“I saw young Mrs. Martin last week,” she said, “with her little girl in her lap. Amy had her arms round her mother’s neck, and was being rocked to and fro; and every time she rocked she said ‘Oh, mother.’”

“But then,” said Isabel, after a moment’s silence, “she was only a child.”

“‘Except ye become like little children—’” quoted Mistress Margaret softly—“you see, my Isabel, we are nothing more than children with God and His Blessed Mother. To say ‘Hail Mary, Hail Mary,’ is the best way of telling her how much we love her. And then this string of beads is like Our Lady’s girdle, and her children love to finger it, and whisper to her. And then we say our paternosters, too; and all the while we are talking she is shewing us pictures of her dear Child, and we look at all the great things He did for us, one by one; and then we turn the page and begin again.”

“I see,” said Isabel; and after a moment or two’s silence Mistress Margaret got up and went into the house.

The girl sat still with her hands clasped round her knee. How strange and different this religion was to the fiery gospel she had heard last year at Northampton from the harsh stern preacher, at whose voice a veil seemed to rend and show a red-hot heaven behind! How tender and simple this was—like a blue summer’s sky with drifting clouds! If only it was true! If only there were a great Mother whose girdle was of beads strung together, which dangled into every Christian’s hands; whose face bent down over every Christian’s bed; and whose mighty and tender arms that had held her Son and God were still stretched out beneath her other children. And Isabel, whose soul yearned for a mother, sighed as she reminded herself that there was but “one Mediator between God and man—the man, Christ Jesus.”

And so the time went by, like an outgoing tide, silent and steady. The old nun did not talk much to the girl about dogmatic religion, for she was in a difficult position. She was timid certainly of betraying her faith by silence, but she was also timid of betraying her trust by speech. Sometimes she felt she had gone too far, sometimes not far enough; but on the whole her practice was never to suggest questions, but only to answer them when Isabel asked; and to occupy herself with affirmative rather than with destructive criticism. More than this she hesitated to do out of honour for the dead; less than this she dared not do out of love for God and Isabel. But there were three or four conversations that she felt were worth waiting for; and the look on Isabel’s face afterwards, and the sudden questions she would ask sometimes after a fit of silence, made her friend’s heart quicken towards her, and her prayers more fervent.

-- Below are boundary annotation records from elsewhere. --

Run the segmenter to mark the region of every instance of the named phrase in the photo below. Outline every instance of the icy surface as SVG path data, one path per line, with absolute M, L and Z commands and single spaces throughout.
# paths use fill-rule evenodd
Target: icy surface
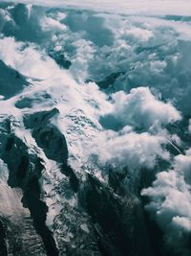
M 113 251 L 113 236 L 99 219 L 107 207 L 99 212 L 102 204 L 94 208 L 88 199 L 93 194 L 109 203 L 111 193 L 114 216 L 117 207 L 129 209 L 129 215 L 121 214 L 127 219 L 121 226 L 126 228 L 132 209 L 142 203 L 155 231 L 159 228 L 164 253 L 189 255 L 190 1 L 5 2 L 1 217 L 30 218 L 29 209 L 32 216 L 21 198 L 34 176 L 41 187 L 37 202 L 46 202 L 46 225 L 60 255 L 67 247 L 68 255 L 94 249 L 101 255 L 97 237 Z M 146 226 L 144 217 L 138 218 Z M 24 224 L 31 226 L 32 220 Z M 111 256 L 125 255 L 117 252 Z

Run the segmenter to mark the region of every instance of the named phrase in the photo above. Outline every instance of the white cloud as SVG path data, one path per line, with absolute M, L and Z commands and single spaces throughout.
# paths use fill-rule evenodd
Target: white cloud
M 129 94 L 119 91 L 113 94 L 112 98 L 114 108 L 109 115 L 123 126 L 148 130 L 180 119 L 180 113 L 170 103 L 158 100 L 148 87 L 134 88 Z
M 142 196 L 150 198 L 146 209 L 165 235 L 165 243 L 180 255 L 190 253 L 188 237 L 191 233 L 191 155 L 178 155 L 172 170 L 157 175 L 152 187 L 143 189 Z
M 10 2 L 10 0 L 2 0 Z M 96 11 L 107 11 L 118 13 L 143 14 L 190 14 L 191 3 L 186 0 L 16 0 L 19 3 L 31 3 L 42 6 L 74 7 Z
M 124 132 L 124 133 L 123 133 Z M 156 158 L 169 159 L 167 151 L 162 150 L 166 141 L 159 136 L 148 133 L 137 134 L 126 128 L 121 132 L 102 131 L 87 148 L 88 154 L 96 154 L 102 165 L 123 168 L 153 168 Z

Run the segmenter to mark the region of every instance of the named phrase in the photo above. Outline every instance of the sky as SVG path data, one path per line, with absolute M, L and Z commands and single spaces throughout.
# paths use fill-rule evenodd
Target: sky
M 1 2 L 10 2 L 3 0 Z M 15 0 L 43 6 L 80 7 L 129 14 L 191 15 L 191 0 Z

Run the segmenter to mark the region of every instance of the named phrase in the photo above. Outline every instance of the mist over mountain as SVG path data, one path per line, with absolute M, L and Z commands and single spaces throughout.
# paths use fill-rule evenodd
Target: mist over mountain
M 190 1 L 0 2 L 0 255 L 191 255 L 190 32 Z

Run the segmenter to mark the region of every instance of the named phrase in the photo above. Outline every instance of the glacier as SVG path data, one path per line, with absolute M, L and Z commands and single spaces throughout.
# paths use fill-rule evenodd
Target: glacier
M 190 12 L 0 2 L 0 255 L 190 255 Z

The two were sitting together one December day in Isabel’s upstairs room and the girl, who had just come in from a solitary walk, was half kneeling on the window-seat and drumming her fingers softly on the panes as she looked out at the red western sky.

“I used to think,” she said, “that Catholics had no spiritual life; but now it seems to me that in comparison we Puritans have none. You know so much about the soul, as to what is from God and what from the Evil One; and we have to grope for ourselves. And yet our Saviour said that His sheep should know His voice. I do not understand it.” And she turned towards Mistress Margaret who had laid down her work and was listening.

“Dear child,” she said, “if you mean our priests and spiritual writers, it is because they study it. We believe in the science of the soul; and we consult our spiritual guides for our soul’s health, as the leech for our body’s health.”

“But why must you ask the priest, if the Lord speaks to all alike?”